The film can be erased and rewritten hundreds of times without any change in quality. It can be bent and twisted.
The technology, described in an online Angewandte Chemie paper, would be ideal for making secure messages, Grzybowski says. He also envisions self-expiring bus and train tickets. “It self-erases and there’s no way of tracing it back,” Grzybowski says. “Also this material self-erases when exposed to intense light, so putting it on a copier is not possible.”
There have been previous reports of self-erasing media. In 2006, Xerox announced a paper that erases itself in 16 to 24 hours. These materials use photochromic molecules that rearrange their internal chemical structure when exposed to light, which changes their color. Typically, these molecules can only switch between two colors and they lose their ability to switch after a few cycles. Besides, says Grzybowski, the molecules are not bright so you need a large number to see any color change. “You have to put a kilogram of this into paper before you see something,” he says.

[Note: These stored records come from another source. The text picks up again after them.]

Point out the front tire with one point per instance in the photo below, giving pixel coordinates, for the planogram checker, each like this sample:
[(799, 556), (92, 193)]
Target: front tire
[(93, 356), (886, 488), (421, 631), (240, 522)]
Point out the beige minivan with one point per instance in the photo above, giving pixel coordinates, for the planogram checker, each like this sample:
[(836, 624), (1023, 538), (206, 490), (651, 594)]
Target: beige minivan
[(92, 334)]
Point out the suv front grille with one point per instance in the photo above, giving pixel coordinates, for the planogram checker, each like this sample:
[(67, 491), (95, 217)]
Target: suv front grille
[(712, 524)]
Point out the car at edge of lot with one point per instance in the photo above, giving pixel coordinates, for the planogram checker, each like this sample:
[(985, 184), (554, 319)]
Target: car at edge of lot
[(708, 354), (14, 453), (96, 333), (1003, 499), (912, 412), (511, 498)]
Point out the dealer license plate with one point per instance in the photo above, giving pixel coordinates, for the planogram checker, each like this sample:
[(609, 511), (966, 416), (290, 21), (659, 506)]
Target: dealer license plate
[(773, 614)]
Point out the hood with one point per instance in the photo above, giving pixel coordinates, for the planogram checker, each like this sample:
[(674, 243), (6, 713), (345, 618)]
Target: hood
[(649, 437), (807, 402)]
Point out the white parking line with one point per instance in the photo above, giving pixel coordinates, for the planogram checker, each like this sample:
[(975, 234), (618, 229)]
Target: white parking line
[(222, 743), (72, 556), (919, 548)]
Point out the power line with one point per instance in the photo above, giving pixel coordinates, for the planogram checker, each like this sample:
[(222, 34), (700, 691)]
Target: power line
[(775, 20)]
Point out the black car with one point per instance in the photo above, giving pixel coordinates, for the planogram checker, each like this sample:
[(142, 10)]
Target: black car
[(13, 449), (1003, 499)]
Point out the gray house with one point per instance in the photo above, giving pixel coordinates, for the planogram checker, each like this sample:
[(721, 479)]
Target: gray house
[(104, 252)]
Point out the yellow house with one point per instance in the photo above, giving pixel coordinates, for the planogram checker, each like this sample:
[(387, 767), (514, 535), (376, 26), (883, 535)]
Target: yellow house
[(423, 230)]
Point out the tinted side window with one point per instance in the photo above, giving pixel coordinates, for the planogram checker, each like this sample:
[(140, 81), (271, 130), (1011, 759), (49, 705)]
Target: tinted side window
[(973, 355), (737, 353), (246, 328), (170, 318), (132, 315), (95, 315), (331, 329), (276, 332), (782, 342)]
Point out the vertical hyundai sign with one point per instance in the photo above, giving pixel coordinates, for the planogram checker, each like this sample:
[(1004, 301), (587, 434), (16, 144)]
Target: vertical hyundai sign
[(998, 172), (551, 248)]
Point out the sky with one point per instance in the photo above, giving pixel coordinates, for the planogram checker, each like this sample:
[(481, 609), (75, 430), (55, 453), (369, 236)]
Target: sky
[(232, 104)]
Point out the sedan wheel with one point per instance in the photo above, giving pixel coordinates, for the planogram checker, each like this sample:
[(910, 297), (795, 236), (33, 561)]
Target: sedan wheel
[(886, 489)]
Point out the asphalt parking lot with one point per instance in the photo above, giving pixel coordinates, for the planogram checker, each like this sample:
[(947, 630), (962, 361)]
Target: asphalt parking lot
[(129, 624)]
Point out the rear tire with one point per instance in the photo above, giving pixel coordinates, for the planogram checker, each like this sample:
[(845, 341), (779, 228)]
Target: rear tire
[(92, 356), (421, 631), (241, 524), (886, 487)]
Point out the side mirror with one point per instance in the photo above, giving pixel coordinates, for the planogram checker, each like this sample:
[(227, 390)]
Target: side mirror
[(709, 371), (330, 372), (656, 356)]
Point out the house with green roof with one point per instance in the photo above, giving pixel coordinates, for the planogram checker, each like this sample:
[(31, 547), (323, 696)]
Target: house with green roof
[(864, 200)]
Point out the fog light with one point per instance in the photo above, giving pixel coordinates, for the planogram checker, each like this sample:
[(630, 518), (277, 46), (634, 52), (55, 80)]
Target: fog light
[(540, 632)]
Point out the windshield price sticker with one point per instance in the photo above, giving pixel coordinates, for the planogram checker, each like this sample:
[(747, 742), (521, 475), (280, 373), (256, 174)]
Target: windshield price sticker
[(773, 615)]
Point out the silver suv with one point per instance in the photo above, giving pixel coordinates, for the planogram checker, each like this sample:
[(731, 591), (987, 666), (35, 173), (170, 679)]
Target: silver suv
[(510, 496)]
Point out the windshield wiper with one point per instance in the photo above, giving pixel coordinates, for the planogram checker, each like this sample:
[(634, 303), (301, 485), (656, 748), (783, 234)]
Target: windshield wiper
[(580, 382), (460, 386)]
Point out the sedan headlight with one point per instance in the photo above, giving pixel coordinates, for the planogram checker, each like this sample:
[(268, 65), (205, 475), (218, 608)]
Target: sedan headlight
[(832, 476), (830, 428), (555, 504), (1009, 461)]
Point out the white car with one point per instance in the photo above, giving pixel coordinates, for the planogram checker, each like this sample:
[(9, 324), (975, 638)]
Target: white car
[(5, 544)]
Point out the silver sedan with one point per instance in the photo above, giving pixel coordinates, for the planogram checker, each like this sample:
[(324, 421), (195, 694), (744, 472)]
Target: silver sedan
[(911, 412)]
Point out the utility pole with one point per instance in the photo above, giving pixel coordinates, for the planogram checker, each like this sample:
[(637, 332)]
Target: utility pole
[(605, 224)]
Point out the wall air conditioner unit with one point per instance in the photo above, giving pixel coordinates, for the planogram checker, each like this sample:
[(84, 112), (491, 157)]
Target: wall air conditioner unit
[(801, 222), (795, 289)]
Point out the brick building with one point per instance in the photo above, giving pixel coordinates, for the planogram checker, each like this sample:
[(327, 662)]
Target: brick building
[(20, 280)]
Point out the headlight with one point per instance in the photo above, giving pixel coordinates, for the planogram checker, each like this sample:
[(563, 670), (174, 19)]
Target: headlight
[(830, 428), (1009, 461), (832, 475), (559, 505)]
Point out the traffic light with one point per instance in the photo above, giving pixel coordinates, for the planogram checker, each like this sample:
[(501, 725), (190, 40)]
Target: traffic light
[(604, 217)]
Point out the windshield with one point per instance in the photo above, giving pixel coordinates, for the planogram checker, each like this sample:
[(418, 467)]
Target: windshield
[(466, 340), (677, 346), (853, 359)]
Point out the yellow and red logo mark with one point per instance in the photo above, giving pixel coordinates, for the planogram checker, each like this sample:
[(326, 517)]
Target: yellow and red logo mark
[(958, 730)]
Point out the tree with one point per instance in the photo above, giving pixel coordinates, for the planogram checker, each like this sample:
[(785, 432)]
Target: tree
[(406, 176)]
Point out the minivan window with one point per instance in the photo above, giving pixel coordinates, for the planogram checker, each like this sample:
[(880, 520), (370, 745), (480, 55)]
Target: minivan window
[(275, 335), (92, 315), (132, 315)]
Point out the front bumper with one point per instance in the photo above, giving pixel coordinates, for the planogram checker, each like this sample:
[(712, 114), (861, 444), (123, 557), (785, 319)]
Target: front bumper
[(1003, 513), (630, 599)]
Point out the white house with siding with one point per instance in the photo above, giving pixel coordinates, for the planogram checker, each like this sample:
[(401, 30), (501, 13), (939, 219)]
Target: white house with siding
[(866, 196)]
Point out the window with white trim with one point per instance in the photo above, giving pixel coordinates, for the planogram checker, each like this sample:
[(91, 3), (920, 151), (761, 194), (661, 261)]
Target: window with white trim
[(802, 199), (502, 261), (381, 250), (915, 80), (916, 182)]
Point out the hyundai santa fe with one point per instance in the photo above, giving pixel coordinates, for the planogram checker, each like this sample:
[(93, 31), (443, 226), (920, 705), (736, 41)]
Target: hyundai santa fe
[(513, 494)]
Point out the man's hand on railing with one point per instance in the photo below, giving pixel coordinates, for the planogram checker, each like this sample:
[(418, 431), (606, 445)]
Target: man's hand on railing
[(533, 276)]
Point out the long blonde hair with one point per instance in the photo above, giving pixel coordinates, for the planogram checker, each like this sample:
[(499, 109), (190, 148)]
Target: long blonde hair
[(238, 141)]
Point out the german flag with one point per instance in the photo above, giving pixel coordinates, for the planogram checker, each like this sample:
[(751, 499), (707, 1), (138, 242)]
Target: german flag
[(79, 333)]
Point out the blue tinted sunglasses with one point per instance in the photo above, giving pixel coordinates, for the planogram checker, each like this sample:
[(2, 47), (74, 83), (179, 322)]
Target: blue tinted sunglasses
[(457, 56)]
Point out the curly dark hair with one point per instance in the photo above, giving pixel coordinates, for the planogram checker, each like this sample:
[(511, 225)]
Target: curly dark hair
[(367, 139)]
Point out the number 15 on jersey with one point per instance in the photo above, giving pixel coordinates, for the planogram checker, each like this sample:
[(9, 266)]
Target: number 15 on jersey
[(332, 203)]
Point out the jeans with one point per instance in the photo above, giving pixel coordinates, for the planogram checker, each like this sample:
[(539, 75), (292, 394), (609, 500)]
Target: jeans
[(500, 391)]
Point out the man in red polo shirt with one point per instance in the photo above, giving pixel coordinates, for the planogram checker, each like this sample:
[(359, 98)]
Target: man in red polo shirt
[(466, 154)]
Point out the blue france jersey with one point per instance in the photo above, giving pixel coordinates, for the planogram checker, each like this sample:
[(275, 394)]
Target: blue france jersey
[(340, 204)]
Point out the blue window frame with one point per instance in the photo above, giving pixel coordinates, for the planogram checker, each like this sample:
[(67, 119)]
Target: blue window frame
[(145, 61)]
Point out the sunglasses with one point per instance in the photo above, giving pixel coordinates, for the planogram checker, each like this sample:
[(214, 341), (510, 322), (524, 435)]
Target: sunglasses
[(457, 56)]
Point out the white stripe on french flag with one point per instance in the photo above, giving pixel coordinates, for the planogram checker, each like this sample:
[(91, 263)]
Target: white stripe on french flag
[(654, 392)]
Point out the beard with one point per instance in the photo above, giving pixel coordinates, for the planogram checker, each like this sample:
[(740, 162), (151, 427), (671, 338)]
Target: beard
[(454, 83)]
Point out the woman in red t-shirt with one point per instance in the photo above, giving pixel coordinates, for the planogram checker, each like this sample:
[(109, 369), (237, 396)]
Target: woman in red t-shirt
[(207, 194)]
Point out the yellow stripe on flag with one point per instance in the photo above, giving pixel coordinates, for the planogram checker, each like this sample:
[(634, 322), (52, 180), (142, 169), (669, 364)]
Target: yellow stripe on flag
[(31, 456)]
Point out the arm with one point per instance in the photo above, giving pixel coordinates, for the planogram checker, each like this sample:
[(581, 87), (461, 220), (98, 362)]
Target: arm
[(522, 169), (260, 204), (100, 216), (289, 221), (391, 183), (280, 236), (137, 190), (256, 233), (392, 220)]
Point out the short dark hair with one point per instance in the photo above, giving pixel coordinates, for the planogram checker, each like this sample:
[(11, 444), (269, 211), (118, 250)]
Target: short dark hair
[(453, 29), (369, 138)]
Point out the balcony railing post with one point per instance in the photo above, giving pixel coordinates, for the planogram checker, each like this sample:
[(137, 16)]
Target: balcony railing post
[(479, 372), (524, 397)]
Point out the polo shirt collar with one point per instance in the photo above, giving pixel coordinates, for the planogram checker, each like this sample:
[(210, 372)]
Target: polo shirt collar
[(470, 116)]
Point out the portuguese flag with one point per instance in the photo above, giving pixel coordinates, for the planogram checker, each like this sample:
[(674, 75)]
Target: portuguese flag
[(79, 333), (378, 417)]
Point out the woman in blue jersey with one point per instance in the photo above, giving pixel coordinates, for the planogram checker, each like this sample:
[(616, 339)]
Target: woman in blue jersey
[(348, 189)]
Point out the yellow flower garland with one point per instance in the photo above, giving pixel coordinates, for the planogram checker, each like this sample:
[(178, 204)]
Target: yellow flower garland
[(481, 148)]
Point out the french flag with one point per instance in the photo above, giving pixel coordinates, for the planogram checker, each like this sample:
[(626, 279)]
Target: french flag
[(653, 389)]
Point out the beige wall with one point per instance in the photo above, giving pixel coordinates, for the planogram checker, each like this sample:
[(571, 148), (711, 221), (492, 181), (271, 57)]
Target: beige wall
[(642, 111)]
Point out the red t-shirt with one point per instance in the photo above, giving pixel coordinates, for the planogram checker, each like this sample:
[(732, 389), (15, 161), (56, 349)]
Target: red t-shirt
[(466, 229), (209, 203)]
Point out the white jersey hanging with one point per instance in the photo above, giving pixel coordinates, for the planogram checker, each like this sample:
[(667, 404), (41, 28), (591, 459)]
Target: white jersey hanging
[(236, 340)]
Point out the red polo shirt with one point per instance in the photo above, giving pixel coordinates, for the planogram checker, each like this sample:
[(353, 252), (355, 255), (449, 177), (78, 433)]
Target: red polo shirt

Grzybowski and his colleagues make the self-erasing ink with 5-nanometer-wide gold or silver particles. They attach on the nanoparticles’ surface molecules that change shape under ultraviolet (UV) light and attract each other. “They’re like a molecular glue that you can regulate using light,” he says. The unwritten films are red if they contain gold particles and yellow if they contain silver. The films can also be made of other colors, ranging from red to blue, by choosing nanoparticles of a different size. Particles exposed to light form clusters of a different color–the red film changes to blue and yellow changes to violet.